Başbakan Özgürgün’ün “devletin hiçbir borcu bulunmadığını” dile getirmesini de yorumlayan Halkın Partisi Ekonomi Çalışma Grubu, açıklamasında şu ifadelere yer verdi: “Gelmiş geçmiş tüm hükümetler gibi UBP-DP hükümeti de bütçeye konulan faiz giderlerine sadık kalmamakta, kamu borcunun ana parası bir yana, faizini bile ödememektedir. 2017 mali yılı bütçesinde faiz gideri olarak 200 milyon TL’lik kaynak ayrılmış olmasına rağmen, Ocak-Temmuz döneminde sadece 3 milyon TL civarı ödeme yapılmıştır. Yıllar itibarıyla hükümetlerin kamu borcuna ne kadar sadık olduğu, ana parayı ödemek bir yana, borcun faizini bile ödeme konusunda tam bir iradesizlik gösterdikleri aşağıdaki grafikte açıkça görülmektedir. Bu gerçekler ortadayken Başbakan’ın ‘devletin hiçbir borcu bulunmadığını’ söylemesi en hafif ifadeyle doğruyu bilmemek veya söylememektir.

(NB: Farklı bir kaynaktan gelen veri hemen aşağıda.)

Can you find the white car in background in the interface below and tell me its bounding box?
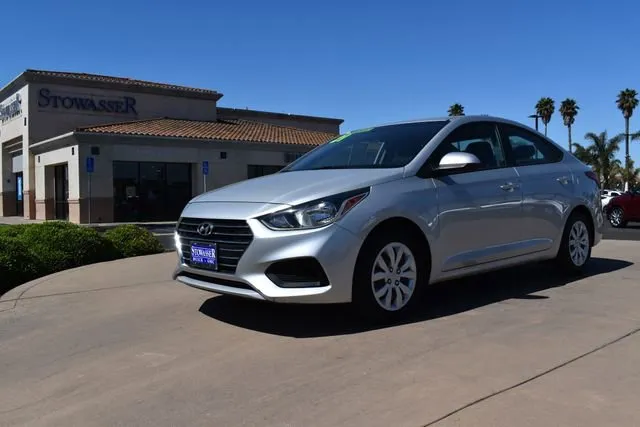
[600,190,622,208]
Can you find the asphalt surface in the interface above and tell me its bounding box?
[0,241,640,427]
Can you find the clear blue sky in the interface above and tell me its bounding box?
[0,0,640,163]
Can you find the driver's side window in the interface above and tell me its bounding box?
[428,122,506,169]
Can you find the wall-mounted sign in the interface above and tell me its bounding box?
[0,93,22,122]
[38,88,138,114]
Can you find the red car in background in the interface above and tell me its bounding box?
[604,191,640,228]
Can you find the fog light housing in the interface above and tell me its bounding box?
[265,257,329,288]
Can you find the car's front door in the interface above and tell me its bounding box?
[499,124,575,252]
[427,122,522,272]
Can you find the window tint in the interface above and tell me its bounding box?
[283,121,448,171]
[502,125,563,166]
[429,122,506,169]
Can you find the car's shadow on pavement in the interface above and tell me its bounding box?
[200,258,632,338]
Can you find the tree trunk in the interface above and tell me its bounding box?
[622,117,629,191]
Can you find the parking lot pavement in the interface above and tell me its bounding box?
[602,222,640,241]
[0,241,640,427]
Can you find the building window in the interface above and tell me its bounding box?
[113,161,192,222]
[247,165,282,179]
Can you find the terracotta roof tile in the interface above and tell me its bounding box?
[26,70,219,94]
[77,118,336,145]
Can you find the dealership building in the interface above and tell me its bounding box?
[0,70,342,223]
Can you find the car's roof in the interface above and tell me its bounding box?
[375,114,528,127]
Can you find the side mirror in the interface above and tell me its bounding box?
[436,152,481,172]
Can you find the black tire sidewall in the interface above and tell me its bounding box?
[352,232,430,320]
[609,206,625,228]
[557,213,593,272]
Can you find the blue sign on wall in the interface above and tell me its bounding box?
[16,176,22,202]
[87,157,95,173]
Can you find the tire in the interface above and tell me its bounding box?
[609,206,627,228]
[556,212,593,274]
[353,230,430,322]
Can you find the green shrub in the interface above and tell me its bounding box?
[16,221,118,275]
[104,224,164,258]
[0,234,39,295]
[0,221,164,295]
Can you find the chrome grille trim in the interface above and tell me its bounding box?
[176,218,253,274]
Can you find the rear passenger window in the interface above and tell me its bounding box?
[501,125,563,166]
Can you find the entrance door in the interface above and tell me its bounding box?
[15,172,24,216]
[53,164,69,220]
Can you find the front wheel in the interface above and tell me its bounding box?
[353,232,429,320]
[556,213,593,273]
[609,207,627,228]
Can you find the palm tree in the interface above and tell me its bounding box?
[560,98,580,152]
[573,131,621,188]
[616,89,638,191]
[536,97,556,136]
[448,102,464,116]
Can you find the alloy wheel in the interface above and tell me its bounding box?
[609,208,623,227]
[371,242,418,311]
[569,221,590,267]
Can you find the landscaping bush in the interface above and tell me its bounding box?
[0,236,38,295]
[0,221,164,295]
[104,224,164,258]
[17,221,118,276]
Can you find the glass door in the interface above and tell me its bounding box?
[53,163,69,221]
[15,172,24,216]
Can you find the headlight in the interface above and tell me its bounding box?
[258,188,369,230]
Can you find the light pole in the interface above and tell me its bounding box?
[529,114,541,130]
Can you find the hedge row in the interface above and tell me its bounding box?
[0,221,164,295]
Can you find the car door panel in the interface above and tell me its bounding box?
[500,124,575,252]
[516,163,575,251]
[434,167,522,272]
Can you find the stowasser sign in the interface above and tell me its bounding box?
[0,93,22,122]
[38,88,138,114]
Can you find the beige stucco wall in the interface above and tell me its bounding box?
[29,83,216,143]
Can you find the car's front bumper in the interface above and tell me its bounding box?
[173,219,361,304]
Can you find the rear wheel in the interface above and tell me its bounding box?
[609,206,627,228]
[556,213,593,273]
[353,232,429,320]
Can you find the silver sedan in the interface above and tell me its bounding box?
[174,116,603,317]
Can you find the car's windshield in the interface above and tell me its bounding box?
[282,120,448,172]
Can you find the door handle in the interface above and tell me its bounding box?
[500,182,519,191]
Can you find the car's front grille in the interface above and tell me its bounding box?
[177,218,253,273]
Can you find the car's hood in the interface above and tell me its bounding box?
[191,168,403,206]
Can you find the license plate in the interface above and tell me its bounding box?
[191,243,218,269]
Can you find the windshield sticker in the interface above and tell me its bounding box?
[329,128,373,144]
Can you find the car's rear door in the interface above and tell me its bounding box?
[499,123,575,252]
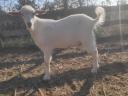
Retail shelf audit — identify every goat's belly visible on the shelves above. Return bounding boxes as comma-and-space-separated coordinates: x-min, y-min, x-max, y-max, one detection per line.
53, 40, 81, 48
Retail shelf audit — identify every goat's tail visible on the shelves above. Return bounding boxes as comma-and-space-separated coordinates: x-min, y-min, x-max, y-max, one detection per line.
95, 7, 106, 26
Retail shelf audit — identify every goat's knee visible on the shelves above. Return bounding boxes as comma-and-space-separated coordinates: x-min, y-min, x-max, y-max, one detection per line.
91, 50, 99, 73
43, 51, 52, 80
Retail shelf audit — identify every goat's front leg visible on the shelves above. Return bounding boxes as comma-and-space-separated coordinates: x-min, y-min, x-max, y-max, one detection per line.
91, 50, 99, 73
43, 50, 52, 80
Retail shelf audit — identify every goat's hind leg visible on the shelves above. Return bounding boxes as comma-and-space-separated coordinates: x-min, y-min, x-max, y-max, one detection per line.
91, 50, 99, 73
43, 50, 52, 80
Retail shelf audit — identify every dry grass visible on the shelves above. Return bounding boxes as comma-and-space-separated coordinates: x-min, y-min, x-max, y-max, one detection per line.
0, 35, 128, 96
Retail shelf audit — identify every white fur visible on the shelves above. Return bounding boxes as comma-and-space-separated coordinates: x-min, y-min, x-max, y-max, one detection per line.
21, 6, 105, 80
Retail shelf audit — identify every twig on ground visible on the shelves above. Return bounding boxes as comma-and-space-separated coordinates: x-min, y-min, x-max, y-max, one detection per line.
102, 80, 107, 96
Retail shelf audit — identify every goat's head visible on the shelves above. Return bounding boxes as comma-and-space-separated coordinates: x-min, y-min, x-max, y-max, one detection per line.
20, 5, 35, 28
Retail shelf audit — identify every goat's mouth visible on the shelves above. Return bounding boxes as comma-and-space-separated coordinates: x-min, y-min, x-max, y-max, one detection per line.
27, 22, 32, 28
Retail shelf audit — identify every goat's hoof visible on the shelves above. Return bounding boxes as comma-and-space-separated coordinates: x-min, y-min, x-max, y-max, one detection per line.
43, 75, 51, 81
91, 68, 97, 74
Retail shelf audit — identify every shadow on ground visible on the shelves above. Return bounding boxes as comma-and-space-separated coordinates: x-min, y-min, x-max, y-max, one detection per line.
0, 62, 128, 96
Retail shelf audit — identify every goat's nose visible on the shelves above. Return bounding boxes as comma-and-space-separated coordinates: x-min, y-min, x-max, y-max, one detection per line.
27, 22, 32, 28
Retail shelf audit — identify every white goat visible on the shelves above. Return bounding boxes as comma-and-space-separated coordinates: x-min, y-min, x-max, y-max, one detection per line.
21, 5, 105, 80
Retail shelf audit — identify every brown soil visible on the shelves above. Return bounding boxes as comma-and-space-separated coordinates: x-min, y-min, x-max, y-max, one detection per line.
0, 38, 128, 96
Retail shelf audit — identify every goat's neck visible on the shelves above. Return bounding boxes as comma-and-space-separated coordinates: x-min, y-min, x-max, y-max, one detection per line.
28, 16, 39, 34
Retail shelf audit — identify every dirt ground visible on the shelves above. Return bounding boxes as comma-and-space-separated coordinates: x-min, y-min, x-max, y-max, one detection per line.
0, 37, 128, 96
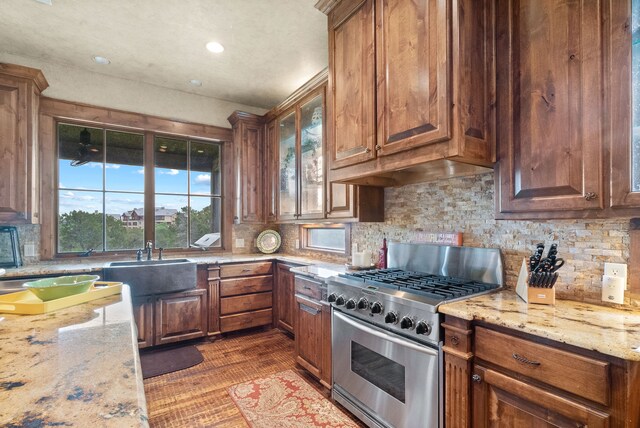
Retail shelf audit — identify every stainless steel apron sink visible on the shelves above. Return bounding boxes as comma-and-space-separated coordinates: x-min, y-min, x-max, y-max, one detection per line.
104, 259, 197, 296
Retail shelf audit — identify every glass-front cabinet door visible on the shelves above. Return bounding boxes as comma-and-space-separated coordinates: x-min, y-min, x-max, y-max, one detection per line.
278, 110, 298, 220
299, 94, 324, 218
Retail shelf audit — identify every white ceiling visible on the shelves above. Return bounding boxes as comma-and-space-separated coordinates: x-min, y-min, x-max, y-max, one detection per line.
0, 0, 328, 108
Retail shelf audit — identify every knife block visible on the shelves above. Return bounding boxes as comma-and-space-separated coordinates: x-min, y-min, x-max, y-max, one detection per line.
516, 259, 556, 305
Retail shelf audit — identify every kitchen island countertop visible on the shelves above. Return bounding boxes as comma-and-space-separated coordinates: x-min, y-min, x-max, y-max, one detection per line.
438, 290, 640, 361
0, 286, 148, 427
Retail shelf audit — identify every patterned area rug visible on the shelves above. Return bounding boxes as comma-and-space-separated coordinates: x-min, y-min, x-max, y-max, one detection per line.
229, 370, 358, 428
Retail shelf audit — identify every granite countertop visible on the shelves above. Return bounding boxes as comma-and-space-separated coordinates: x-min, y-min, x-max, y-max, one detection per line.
0, 286, 148, 427
438, 290, 640, 361
0, 253, 322, 281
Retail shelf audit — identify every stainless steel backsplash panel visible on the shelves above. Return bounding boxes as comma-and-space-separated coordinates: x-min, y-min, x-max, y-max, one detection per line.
388, 242, 504, 286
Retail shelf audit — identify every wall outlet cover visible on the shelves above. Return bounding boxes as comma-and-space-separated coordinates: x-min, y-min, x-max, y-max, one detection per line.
604, 263, 627, 278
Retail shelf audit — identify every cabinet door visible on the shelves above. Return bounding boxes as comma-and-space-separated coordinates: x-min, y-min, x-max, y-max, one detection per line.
295, 295, 322, 379
473, 365, 609, 428
496, 0, 609, 217
155, 289, 207, 345
264, 120, 278, 222
240, 122, 264, 223
376, 0, 451, 155
299, 91, 325, 219
327, 183, 356, 219
278, 109, 298, 220
328, 0, 376, 169
133, 297, 154, 349
0, 75, 33, 223
274, 263, 295, 333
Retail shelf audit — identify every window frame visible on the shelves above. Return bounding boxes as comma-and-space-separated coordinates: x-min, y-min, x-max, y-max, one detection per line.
298, 223, 351, 257
33, 97, 233, 260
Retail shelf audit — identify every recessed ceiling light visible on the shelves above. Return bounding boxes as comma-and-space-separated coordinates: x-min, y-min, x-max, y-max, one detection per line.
207, 42, 224, 53
93, 55, 111, 65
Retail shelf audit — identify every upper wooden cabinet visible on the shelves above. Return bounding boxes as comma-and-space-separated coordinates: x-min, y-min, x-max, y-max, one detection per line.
496, 0, 608, 213
0, 63, 49, 223
328, 0, 495, 186
228, 111, 266, 224
328, 0, 376, 168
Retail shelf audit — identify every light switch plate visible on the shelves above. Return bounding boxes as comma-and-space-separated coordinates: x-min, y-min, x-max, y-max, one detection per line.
604, 263, 627, 278
24, 244, 36, 257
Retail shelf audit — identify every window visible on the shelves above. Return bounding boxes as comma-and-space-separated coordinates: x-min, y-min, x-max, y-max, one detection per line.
300, 224, 351, 254
56, 123, 222, 253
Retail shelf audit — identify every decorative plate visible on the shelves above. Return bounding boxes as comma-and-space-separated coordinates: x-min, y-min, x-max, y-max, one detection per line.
257, 229, 282, 254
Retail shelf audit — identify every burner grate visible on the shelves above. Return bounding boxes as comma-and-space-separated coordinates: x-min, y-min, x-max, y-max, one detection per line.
340, 269, 499, 301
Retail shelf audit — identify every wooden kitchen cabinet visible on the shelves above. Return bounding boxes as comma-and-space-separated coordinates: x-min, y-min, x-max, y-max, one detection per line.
273, 263, 295, 333
0, 63, 49, 224
133, 297, 154, 349
218, 261, 273, 333
155, 289, 207, 345
496, 0, 611, 217
228, 111, 265, 224
295, 295, 322, 379
443, 315, 640, 428
322, 0, 495, 186
294, 275, 332, 388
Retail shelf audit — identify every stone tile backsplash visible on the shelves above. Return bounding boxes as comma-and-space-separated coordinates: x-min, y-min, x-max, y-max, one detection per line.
281, 173, 640, 306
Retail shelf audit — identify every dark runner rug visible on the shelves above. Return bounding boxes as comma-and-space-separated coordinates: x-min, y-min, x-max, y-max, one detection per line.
140, 345, 204, 379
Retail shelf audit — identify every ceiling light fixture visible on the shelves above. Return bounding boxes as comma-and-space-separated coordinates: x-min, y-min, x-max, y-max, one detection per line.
207, 42, 224, 53
93, 55, 111, 65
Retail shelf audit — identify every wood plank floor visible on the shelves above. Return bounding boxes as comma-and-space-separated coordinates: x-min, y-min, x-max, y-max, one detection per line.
144, 330, 364, 428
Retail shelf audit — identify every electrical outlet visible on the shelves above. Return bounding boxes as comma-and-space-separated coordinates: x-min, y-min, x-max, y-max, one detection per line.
604, 263, 627, 278
24, 244, 36, 257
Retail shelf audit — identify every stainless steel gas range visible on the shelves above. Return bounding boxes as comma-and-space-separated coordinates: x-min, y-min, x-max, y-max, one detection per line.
327, 243, 503, 428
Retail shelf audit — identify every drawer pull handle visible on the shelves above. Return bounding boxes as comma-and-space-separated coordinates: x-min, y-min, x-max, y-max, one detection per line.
513, 354, 540, 366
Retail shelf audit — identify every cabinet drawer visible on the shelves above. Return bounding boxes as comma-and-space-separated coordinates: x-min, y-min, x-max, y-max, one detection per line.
220, 262, 273, 278
220, 275, 273, 297
220, 309, 273, 333
475, 327, 610, 405
220, 292, 273, 315
296, 276, 322, 300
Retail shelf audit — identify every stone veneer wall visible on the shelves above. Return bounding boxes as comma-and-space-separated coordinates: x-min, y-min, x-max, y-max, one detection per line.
281, 173, 640, 306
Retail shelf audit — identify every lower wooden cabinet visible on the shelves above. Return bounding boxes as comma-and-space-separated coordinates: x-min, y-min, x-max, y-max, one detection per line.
273, 263, 295, 333
443, 315, 640, 428
154, 290, 207, 345
473, 364, 610, 428
296, 295, 322, 378
133, 297, 154, 349
133, 289, 208, 348
294, 276, 332, 388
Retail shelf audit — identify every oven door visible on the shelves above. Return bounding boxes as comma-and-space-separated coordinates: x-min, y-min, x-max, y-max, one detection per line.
331, 310, 440, 428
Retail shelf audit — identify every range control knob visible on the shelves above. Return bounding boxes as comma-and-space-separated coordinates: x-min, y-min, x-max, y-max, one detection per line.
416, 321, 431, 336
384, 312, 398, 324
371, 302, 384, 314
400, 317, 413, 330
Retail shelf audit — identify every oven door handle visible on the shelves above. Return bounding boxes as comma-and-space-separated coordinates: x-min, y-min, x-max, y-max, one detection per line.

Bunu hangi yüzle yapıyorlar anlamak güçtür.”
“Yukarıdaki (ödenmeyen) faiz giderlerini zorunlu kılan kamu iç borcu 2016 başı itibarıyla 5 milyar TL civarıdır. 2.1 milyar TL’si Telekomünikasyon Dairesi’nin olan, 1.4 milyar TL’si İhtiyat Sandığından alınan ve geri kalan kısmı da kamu ve özel bankalara olan bu borcun geri ödenmediği veya taksitli ödenmesi için yapılandırılmadığı apaçık ortadadır. Bu borçlara ek olarak, devletin birçok kurum ve kuruluşunun da önemli miktarlarda borç stoku olduğu bilinen bir gerçektir.”